Light-weight Network Observability operator without Loki

2024, Sep 19    
Author(s):
Mehul Modi
Mehul Modi's Avatar

Mehul Modi

Bio coming soon...
Steven Lee
Steven Lee's Avatar

Steven Lee

Bio coming soon...
Check out the revised version of this post on the Red Hat developers blog: Light-weight Network Observability operator without Loki.

Recently, the Network Observability Operator released version 1.6, which added a major enhancement to provide network insights for your OpenShift cluster without Loki. This enhancement was also featured in What's new in Network Observability 1.6 blog, providing a quick overview of the feature. Until this release, Loki was required to be deployed alongside Network Observability to store the network flows data. In this blog, lets look at some of the advantages and trade-offs users would have when deploying the Network Observability Operator with Loki disabled. As more metrics are enabled by default with this feature, we'll also demonstrate a use-case on how those metrics can benefit users for real world scenarios.

Configure Network Observability without Loki

Loki as datasource is currently enabled by default. To configure the Network Observability Operator without Loki, set the FlowCollector resource specification, .spec.loki.enable, to false

loki:
  enable: false

When Loki is disabled, metrics continue to get scraped by the OpenShift cluster Prometheus without any additional configuration. The Network Traffic console uses Prometheus as a source for fetching the data.

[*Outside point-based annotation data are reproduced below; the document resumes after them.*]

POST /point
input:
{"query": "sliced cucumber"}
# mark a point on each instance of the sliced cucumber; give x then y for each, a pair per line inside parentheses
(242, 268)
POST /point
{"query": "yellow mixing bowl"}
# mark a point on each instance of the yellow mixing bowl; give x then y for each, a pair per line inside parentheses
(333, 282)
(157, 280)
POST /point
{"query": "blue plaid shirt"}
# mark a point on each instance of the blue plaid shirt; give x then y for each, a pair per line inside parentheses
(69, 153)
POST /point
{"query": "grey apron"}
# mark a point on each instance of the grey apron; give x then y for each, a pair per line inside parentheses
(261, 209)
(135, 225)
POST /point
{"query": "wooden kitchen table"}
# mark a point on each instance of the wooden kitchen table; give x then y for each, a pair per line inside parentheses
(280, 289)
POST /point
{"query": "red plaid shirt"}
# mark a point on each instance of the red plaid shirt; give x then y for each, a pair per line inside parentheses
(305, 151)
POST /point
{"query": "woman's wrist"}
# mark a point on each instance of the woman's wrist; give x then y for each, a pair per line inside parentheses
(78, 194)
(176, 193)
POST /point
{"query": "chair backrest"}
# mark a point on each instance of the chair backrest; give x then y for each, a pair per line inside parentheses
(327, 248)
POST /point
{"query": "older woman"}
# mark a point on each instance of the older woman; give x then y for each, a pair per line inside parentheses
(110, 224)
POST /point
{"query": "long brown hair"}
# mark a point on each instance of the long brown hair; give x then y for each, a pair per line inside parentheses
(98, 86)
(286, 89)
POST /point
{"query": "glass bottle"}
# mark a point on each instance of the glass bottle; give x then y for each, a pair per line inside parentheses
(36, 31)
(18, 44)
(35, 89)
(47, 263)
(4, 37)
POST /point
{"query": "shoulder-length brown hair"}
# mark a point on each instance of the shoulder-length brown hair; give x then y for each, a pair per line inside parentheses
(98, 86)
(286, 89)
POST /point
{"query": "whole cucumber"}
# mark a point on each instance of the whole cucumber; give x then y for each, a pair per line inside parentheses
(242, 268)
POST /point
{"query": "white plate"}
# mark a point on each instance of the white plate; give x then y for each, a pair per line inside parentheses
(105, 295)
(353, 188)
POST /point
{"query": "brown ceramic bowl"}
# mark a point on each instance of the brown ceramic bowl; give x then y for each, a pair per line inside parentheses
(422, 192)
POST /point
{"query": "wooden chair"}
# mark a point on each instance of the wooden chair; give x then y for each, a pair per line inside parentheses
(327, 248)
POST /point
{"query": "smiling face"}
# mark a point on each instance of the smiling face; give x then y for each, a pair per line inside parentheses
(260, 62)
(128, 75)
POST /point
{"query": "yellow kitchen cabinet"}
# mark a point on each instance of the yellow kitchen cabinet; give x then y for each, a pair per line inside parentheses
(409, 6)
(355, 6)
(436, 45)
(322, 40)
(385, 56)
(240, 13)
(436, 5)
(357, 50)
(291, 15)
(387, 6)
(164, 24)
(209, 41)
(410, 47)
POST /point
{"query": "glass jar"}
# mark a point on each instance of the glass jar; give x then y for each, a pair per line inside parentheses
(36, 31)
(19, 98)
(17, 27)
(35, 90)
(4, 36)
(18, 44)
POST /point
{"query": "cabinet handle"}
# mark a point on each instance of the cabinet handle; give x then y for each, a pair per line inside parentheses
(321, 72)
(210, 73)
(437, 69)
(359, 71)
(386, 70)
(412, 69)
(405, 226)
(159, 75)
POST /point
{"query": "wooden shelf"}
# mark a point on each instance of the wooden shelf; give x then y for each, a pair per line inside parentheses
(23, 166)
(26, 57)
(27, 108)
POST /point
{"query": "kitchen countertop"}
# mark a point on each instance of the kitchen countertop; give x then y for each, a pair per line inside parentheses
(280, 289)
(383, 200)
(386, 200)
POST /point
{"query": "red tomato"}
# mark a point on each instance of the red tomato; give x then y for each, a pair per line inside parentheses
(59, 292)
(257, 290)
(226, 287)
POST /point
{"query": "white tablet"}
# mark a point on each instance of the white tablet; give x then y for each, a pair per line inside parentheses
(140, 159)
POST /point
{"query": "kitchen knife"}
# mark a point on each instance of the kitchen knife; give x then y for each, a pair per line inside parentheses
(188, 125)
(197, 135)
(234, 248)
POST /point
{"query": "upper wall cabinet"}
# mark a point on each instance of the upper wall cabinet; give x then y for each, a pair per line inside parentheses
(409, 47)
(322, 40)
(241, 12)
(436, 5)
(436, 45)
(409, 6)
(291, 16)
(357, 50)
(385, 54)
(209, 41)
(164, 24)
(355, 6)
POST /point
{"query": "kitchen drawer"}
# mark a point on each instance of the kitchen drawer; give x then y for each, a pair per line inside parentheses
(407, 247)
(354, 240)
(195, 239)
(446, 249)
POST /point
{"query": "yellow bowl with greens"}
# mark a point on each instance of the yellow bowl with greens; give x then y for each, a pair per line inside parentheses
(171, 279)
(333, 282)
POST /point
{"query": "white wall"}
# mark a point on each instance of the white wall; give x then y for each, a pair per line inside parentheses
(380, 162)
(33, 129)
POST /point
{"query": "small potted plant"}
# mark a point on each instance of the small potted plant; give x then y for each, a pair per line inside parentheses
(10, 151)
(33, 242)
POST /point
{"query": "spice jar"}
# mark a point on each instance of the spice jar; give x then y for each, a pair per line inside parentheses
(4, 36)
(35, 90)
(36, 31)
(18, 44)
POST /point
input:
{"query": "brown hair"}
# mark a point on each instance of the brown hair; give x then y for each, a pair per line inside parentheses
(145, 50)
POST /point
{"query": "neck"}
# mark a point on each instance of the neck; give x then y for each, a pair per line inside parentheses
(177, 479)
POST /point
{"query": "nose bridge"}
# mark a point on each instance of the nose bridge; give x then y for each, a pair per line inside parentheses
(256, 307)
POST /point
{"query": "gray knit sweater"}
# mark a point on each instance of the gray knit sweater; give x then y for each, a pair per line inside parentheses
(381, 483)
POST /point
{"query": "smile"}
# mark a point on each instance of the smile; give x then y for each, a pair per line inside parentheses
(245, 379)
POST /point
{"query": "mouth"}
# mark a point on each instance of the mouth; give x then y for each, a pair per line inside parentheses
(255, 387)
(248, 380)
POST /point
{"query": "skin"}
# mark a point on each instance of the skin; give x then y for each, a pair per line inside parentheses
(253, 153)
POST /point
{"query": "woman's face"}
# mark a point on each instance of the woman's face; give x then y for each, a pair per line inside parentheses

Performance and Resource utilization gains

In this section, lets dive into the query performance and resource utilization differences when Network Observability is configured with Loki and without it.

Query performance:

Prometheus queries are blazing fast compared to Loki queries, but don't take my word for it, let's look at the data from the query performance tests:

Test bench environment:

  • Test: We conducted 50 identical queries without any filters for 3 separate time ranges to render a topology view for both Loki and Prometheus. Such a query requests all K8s Owners for the workload running in an OpenShift Cluster that had network flows associated to them.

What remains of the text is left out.